ViennaRSS / vienna-rss

Vienna is a free and open-source RSS/Atom newsreader for macOS.
https://www.vienna-rss.com
Apache License 2.0
1.85k stars 227 forks source link

Add "Date Published" sorting option and table column #1770

Closed Eitot closed 2 months ago

Eitot commented 4 months ago

As suggested in #1749 the createddate SQL field is repurposed to show a "Date Published" option in the Sort By menu and add a new column for the horizontal layout. The existing "Date" sort option and column is renamed to "Last Update" to reflect its current purpose better. createddate was previously set to a current date when Vienna added the entry to the database. To keep it simple, I have not added the "Date Published" field to the vertical layout, since that would require more elaborate changes to the table-view cell.

While working on this I also stumbled on two bugs that caused the sort indicator in the column header not to show on app launch and when the user changes the sorting via the main menu. Both are fixed. The former bug is fixed with a band aid however, since the underlying cause is that ArticleListView is initialised before ArticleController, the latter which holds the property that determines the sorting order.

Eitot commented 4 months ago

Now we have "date published" and "date added" which is really confusing in my opinion. Isn´t "publishing" the action of first releasing the original text of an article? I would rather call the two cases "Publication date" and "Last update".

Last update would be wrong though, because "createddate" in the database is created once and never changed.

The problem with the "date" field is that it means something different depending on the feed type and whether a date is provided by the feed. For RSS it means "date published", for Atom it means either "date created", "date modified" or "date updated" – whichever is latest – and for JSONFeed it currently means "date modified". If no date is given, Vienna will fall back to a date at the feed level (which also differs per feed type) or – if no date at all is provided – the date when the feed was fetched by Vienna.

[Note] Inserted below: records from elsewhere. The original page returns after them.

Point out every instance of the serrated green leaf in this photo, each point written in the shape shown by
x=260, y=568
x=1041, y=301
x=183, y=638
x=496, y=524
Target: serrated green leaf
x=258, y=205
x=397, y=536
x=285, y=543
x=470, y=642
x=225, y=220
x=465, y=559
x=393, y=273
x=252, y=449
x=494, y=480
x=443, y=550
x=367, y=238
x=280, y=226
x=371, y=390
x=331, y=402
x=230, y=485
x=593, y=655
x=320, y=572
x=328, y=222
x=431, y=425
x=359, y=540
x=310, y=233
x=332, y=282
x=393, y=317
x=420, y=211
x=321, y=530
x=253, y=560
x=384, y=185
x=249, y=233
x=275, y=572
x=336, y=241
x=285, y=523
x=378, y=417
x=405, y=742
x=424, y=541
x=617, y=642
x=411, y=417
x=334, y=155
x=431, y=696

I think another database column would give more flexibility, to distinguish publication date from modification date (both of which could still be filled in by Vienna). Also, the "createddate" column really ought to be updated too when an existing entry is modified.

TAKeanice commented 4 months ago

Last update would be wrong though, because "createddate" in the database is created once and never changed.

I meant createddate to be "publication date", which misses the point just a little (it is the date when Vienna first loaded the article), but offers the highest level of distinction to the other date value

The problem with the "date" field is that (...) For RSS it means "date published", for Atom it means either "date created", "date modified" or "date updated" – whichever is latest – and for JSONFeed it currently means "date modified"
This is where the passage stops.